ゲーム『マザー』について言及し、「隣町まで行くのにとんでもなくかかるんだよね。1時間近くかかったりする。(中略)そんなものをゲームに求めている人はいない」

「一番大事なのは何かをキッカケにものすごく楽ができる、というものをゲームの中にちゃんと入れておくこと。」

「売れるゲームには面白さ以外にも売れる要因がある。」

「何となく操作感が悪いのはゲームの内容以前の問題で、全部クソゲー認定される。」

「カジュアルゲームだったら、ほぼ半数は女性ユーザー」

読書感想文

ゲームを面白くするデザインとは何か。面白いゲームとは何か。どうすれば面白いゲームを作れるのか。本書の中にこれらの問いに対する答えがあるだろうか。期待を持って読み始めた。

本書ではまず面白いものとは何かということを討論しだすのだけれど、人それぞれが面白いと考えているものをどのようにゲームとして組み立てるのかというところまではなかなか導き出すのは難しい。

結局のところ、それは分からないというのが答えなのかなと思う。面白いゲームとは何かという問いは、面白い小説とは何か、面白い映画とは何か、という問いのようなもの。しかし、小説とか映画といった芸術表現については既に色々な作家や批評家がそれなりの歴史の中でそのような問いを語っているし、論じている。

ゲームという表現はまだ十分には語られていない世界である。だから、面白いゲームとは何かという問いは、自分で作りながら探すしかないのではないか。本書を読みながらそんなふうに考えていた。

敵を倒し経験値を手に入れレベルを上げる。ゲームの中のレベルというのは単にデータ・数値でしかない。そのレベルを上げるための反復運動の動機付けに壮大な勇者の物語を作りゲームを続けさせるというのがゲームという芸術表現の為せる技なのだと思う。これが小説とか映画とかの芸術表現と違うところで、単純な動作の積み重ねを感動的な物語にすり替えることがゲーム表現の最大の目標とも言えるのではないだろうか。

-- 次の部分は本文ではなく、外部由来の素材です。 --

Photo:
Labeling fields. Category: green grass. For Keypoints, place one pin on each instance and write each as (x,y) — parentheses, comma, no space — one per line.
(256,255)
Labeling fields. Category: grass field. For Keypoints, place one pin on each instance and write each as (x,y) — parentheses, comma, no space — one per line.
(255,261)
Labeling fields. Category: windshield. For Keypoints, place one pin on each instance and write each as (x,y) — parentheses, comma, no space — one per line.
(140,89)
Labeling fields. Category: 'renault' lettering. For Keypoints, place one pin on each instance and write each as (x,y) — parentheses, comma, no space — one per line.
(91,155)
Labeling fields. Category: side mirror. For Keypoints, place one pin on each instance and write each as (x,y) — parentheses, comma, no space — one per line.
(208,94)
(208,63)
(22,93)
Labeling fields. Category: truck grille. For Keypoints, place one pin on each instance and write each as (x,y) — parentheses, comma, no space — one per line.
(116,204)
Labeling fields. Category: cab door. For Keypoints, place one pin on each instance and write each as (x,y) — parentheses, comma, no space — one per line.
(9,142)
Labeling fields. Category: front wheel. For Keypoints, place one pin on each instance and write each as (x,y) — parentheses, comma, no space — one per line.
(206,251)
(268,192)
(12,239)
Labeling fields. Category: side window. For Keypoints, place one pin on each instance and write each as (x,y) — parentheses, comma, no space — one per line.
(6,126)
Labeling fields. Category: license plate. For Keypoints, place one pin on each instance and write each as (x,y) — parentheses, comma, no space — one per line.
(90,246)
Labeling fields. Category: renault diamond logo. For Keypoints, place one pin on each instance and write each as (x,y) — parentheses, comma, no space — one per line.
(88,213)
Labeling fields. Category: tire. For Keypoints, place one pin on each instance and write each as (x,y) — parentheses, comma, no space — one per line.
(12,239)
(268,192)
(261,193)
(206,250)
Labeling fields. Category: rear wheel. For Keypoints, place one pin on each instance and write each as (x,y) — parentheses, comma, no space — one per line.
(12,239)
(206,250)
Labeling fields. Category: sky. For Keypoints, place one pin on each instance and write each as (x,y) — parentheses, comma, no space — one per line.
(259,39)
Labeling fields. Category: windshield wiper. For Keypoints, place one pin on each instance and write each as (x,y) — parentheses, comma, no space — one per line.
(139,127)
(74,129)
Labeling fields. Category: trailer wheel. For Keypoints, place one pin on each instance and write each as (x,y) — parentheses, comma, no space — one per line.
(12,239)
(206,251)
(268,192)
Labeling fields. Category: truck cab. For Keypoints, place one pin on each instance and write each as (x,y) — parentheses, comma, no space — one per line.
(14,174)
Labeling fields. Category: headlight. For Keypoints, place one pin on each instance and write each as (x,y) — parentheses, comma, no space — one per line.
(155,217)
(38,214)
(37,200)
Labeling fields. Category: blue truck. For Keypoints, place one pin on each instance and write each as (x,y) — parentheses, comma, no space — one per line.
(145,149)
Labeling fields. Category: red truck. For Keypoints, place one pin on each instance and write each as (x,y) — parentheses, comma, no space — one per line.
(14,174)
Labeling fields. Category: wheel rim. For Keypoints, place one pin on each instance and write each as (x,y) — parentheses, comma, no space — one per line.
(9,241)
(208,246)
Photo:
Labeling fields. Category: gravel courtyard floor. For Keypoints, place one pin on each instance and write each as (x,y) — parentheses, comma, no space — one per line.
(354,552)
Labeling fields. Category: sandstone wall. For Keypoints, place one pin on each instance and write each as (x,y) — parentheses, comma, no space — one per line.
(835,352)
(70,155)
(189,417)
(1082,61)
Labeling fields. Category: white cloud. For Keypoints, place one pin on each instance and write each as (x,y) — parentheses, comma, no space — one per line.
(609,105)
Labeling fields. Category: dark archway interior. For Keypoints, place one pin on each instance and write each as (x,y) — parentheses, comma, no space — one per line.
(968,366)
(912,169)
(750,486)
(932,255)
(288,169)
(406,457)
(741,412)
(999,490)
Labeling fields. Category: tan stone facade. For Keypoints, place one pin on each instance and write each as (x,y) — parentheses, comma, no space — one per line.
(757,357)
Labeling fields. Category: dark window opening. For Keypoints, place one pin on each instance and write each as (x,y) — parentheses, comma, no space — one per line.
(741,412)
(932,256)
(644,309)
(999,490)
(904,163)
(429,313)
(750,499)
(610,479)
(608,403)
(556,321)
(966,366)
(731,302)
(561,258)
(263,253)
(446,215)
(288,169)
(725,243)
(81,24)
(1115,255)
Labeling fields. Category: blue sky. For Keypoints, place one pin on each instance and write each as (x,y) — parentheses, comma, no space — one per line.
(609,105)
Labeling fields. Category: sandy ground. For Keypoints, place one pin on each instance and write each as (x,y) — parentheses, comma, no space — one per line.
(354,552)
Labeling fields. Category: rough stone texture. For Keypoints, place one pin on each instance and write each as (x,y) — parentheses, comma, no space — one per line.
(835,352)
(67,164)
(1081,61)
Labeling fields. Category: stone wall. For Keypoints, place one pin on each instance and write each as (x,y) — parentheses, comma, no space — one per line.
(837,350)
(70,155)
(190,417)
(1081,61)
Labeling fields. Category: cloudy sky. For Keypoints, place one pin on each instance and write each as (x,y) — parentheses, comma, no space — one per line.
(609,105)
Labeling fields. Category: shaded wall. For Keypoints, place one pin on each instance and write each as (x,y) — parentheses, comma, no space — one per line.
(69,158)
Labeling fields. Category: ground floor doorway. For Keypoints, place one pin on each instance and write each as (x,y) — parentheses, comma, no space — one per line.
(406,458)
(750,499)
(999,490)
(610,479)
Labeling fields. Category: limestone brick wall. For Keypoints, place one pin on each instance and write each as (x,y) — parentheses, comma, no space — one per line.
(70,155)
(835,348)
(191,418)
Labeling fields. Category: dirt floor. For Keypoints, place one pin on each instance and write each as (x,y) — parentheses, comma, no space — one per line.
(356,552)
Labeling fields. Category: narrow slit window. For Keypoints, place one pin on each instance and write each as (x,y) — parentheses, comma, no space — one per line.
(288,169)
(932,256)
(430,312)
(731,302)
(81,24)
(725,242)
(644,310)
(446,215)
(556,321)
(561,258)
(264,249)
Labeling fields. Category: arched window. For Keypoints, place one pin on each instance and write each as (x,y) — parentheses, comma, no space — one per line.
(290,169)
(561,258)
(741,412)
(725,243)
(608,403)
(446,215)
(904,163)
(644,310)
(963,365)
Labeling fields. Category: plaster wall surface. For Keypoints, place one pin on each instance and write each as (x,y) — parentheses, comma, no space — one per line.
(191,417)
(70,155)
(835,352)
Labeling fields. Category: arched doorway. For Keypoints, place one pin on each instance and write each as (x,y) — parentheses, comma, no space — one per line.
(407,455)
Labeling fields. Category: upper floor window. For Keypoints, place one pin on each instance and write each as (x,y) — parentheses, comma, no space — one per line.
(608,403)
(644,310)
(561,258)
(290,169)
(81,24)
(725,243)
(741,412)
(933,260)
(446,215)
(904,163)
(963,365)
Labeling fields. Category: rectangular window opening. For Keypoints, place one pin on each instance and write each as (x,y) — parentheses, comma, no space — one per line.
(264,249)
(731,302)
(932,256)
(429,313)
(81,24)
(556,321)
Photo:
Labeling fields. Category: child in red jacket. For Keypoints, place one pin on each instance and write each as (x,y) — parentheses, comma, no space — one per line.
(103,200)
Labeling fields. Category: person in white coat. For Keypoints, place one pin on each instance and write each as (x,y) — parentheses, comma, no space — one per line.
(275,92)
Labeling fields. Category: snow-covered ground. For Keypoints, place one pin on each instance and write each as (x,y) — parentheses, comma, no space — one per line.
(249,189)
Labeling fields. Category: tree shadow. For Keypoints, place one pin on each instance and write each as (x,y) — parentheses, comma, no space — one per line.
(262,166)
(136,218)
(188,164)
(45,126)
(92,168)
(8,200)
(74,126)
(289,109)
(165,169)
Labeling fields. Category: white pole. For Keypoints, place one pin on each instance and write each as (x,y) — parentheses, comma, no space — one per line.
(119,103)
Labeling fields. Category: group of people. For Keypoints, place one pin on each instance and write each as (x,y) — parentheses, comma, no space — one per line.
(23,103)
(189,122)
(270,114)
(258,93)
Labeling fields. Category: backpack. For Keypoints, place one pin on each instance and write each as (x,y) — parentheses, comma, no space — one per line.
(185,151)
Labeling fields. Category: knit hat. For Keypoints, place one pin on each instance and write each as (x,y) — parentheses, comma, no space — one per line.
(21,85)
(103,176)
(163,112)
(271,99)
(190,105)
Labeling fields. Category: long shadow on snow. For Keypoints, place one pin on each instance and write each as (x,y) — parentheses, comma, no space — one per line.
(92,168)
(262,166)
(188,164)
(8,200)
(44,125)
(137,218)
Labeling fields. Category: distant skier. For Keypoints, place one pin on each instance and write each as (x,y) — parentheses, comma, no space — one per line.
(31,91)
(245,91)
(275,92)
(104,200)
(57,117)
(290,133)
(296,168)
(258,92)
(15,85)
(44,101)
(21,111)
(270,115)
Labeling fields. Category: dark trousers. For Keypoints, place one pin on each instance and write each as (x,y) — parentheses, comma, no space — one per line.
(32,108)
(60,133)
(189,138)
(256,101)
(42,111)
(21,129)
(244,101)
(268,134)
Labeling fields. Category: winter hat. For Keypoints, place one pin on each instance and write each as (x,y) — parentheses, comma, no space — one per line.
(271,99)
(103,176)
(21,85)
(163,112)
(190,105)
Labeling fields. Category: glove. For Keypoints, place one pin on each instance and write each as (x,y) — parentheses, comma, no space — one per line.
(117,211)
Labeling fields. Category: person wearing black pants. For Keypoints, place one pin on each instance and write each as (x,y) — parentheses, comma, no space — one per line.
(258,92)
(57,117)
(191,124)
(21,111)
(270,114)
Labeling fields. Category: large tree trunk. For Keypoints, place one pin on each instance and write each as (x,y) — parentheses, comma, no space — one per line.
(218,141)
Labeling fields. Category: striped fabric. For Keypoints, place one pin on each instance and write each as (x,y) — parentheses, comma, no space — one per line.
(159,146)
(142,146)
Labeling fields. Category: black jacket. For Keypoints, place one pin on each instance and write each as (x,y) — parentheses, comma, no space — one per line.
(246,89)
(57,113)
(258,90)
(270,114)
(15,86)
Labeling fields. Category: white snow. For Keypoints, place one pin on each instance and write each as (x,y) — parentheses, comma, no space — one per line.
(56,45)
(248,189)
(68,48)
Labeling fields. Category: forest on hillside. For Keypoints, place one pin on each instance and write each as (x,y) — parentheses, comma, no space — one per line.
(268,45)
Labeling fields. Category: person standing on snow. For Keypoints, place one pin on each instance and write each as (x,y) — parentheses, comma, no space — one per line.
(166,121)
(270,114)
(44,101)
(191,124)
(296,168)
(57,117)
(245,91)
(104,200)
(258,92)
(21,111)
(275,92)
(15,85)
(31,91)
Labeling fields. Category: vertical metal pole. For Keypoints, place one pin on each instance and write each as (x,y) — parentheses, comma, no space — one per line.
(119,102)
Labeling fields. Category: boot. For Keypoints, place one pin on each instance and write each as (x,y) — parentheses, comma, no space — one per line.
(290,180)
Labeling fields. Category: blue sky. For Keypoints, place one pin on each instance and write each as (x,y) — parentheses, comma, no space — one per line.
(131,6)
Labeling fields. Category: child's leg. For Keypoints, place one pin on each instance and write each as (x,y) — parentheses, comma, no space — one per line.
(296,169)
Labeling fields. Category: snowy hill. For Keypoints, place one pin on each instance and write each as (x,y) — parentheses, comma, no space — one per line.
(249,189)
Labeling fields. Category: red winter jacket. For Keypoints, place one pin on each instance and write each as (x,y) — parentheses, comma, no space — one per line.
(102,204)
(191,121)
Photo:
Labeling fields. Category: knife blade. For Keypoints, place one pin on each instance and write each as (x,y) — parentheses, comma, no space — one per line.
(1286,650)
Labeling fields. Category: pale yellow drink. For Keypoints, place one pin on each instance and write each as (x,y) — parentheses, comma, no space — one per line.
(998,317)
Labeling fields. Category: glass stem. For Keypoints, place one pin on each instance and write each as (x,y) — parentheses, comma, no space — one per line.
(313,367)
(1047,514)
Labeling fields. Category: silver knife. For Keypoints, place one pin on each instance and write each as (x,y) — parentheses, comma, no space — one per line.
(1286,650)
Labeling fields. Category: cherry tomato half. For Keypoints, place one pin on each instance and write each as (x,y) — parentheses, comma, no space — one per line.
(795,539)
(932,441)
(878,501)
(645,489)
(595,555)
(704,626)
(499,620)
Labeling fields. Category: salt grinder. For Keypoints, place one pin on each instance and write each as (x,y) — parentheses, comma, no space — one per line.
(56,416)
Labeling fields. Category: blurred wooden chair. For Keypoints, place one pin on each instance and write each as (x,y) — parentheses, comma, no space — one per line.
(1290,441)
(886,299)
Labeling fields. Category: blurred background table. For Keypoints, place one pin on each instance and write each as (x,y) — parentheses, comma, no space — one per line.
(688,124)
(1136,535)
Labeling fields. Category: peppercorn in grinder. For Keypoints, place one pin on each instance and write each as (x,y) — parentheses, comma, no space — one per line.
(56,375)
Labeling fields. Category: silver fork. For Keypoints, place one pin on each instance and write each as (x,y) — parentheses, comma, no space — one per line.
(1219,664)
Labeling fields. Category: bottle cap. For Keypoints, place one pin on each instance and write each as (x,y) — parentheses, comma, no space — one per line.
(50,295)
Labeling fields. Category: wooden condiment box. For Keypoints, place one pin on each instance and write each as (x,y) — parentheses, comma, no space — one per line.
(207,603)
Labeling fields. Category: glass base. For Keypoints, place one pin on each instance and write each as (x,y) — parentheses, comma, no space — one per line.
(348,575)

じゃあ、ゲームというのはそんな錯覚を見せているだけなのだろうか。もしくは、現実の模倣なのだろうか。我々の現実の生活も1つ1つを見れば、普通は地味な行動の積み重ねだったりする。朝決まった時間に起きて、朝食を食べて、顔を洗い、歯を磨き、学校に行ったり、会社に行ったりする。そんな日常を毎日毎日続けているわけである。

ゲームは単にそれを真似ているだけとも言える。現実の場合、つまらない日常を続けていても感動的な物語なんてものは、滅多に存在しないが、ゲームの中ではつまらないと思える行動でさえ諦めずに反復した結果、夢が実現する瞬間があるわけである。我々がゲームに求めるもの、ゲームに期待するものというのは、実は日常の中で求めているものであり、その夢を代わりに実現させることなのかもしれない。

元々、僕はゲームをするというのがあまり得意ではない。なぜなのか考えることがあったのだけど、その理由の一つとしてゲームの中でわざわざ日常的な行為を追体験しているような気分になるのが嫌だったのかもしれない。